Abstract 2751: Preoperative Cardiothoracic Computed Tomographic Angiography is Associated with Increased Adoption of Preventive Surgical Techniques in Patients Undergoing Redo Open Heart Surgery after Prior Coronary Artery Bypass Grafting
Introduction: Redo cardiothoracic surgery (CTS) is associated with increased morbidity and mortality, compared to first-time CTS. Multi-detector computed tomography angiography (MDCTA) reliably delineates the course of previous coronary artery bypass grafts (CABG) and proximity of mediastinal structures to chest wall. We sought to determine if high risk preoperative MDCTA findings impacted use of preventive surgical strategies in patients with prior CABG undergoing re-CTS.
Methods: We studied 167 patients (mean age 69 ± 9 years, 79% men) with prior CABG referred for re-CTS who underwent contrast-enhanced MDCTA (16 – 64 MDCT, 2 mm slice thickness) to assess CABG location and relationship of aorta/right ventricle (RV) to chest wall. Demographic, laboratory, and clinical data were used to determine the Higgins preoperative risk score. Prevalence of high risk MDCTA findings, use of preventive surgical strategies, frequency of severe intraoperative bleeding and postoperative mortality were recorded.

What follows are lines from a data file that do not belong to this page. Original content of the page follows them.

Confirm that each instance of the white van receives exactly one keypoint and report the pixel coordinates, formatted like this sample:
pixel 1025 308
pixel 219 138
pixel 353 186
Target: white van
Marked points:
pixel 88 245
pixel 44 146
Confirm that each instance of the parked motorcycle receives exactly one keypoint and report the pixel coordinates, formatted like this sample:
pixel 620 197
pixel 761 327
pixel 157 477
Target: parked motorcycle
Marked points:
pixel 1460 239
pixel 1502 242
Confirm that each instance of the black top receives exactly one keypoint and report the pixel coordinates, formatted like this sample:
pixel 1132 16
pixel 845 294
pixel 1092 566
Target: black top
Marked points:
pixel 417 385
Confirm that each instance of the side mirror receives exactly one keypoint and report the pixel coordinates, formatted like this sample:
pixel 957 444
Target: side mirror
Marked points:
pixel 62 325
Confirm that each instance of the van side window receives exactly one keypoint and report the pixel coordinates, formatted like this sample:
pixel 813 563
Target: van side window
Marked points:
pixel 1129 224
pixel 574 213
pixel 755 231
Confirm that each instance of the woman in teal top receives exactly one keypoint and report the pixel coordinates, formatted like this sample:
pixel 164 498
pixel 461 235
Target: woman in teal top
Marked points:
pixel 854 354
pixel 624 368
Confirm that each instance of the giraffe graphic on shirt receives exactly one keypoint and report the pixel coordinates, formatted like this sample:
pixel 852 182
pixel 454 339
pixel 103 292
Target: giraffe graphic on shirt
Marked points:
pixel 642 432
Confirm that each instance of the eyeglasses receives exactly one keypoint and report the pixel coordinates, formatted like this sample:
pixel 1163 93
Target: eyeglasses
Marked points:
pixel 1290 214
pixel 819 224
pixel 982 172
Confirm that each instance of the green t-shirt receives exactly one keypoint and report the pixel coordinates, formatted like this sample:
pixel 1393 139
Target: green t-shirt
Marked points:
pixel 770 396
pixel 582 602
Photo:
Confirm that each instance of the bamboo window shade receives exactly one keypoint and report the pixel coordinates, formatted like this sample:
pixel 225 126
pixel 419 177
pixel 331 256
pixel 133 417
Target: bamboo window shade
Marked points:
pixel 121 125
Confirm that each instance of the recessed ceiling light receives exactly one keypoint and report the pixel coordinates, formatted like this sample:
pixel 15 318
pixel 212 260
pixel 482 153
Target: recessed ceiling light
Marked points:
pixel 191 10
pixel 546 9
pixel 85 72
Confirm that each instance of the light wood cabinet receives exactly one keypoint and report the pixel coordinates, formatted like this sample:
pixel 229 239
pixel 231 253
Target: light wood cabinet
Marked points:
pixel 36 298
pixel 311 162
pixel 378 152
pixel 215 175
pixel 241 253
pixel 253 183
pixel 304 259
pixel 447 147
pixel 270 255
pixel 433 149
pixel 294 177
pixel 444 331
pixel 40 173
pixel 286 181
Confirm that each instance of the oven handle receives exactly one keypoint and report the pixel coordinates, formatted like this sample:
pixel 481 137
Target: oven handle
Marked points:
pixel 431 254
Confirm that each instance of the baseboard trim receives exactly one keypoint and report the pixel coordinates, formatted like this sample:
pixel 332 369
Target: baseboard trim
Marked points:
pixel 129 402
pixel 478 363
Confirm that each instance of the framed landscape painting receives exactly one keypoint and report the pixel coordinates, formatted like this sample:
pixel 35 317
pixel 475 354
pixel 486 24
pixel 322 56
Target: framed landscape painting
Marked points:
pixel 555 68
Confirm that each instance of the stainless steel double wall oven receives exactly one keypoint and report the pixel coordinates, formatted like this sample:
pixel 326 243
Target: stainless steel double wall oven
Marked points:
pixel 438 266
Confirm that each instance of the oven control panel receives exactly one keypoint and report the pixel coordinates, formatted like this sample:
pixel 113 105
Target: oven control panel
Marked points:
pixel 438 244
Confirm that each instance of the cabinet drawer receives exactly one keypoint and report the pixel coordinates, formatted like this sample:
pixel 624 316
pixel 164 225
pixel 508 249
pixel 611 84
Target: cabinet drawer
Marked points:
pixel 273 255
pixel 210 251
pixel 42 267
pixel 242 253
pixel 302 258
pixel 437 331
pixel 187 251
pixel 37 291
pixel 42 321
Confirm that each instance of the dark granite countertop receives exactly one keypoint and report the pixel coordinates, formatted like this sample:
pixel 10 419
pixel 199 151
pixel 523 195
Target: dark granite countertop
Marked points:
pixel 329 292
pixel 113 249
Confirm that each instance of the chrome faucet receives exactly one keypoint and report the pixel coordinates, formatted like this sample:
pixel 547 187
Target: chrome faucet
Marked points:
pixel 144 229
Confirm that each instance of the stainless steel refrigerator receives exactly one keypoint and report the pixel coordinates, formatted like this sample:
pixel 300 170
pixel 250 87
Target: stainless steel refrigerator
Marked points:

Results: Mean preoperative risk score was high (7.5 ± 3) and 49% patients underwent combined redo CABG plus valve surgery. Incidences of 2nd, 3rd and 4th operations were 78%, 19% and 3%, respectively. High-risk CT findings were as follows: adherence/ proximity (≤ 1 cm) of RV/aorta to chest wall (24%) or bypass graft crossing midline (≤ 1 cm antero-posteriorly) (38%). Preventive surgical strategies included: surgery cancelled (4%), non-midline incision (8%), deep hypothermic circulatory arrest (5%), initiation of peripheral cardiopulmonary bypass (11%), and extrathoracic vascular exposure prior to incision (53%). These surgical strategies were used at a significantly higher frequency in patients with high risk MDCTA findings compared to those without (88% vs. 28%, p<0.0001). After adjustment for multiple clinical variables, only high risk MDCTA finding was significantly associated with operative changes (OR=16 [95% CI 7–36], p<0.001). Frequency of severe bleeding, graft injuries, and 1 month mortality were 3%, 5% and 3 %, respectively.
Conclusions: In high risk re-CTS patients with prior CABG, use of preoperative MDCTA plays a significant role in planning and performance. Impact of preoperative MDCTA on outcomes requires further evaluation.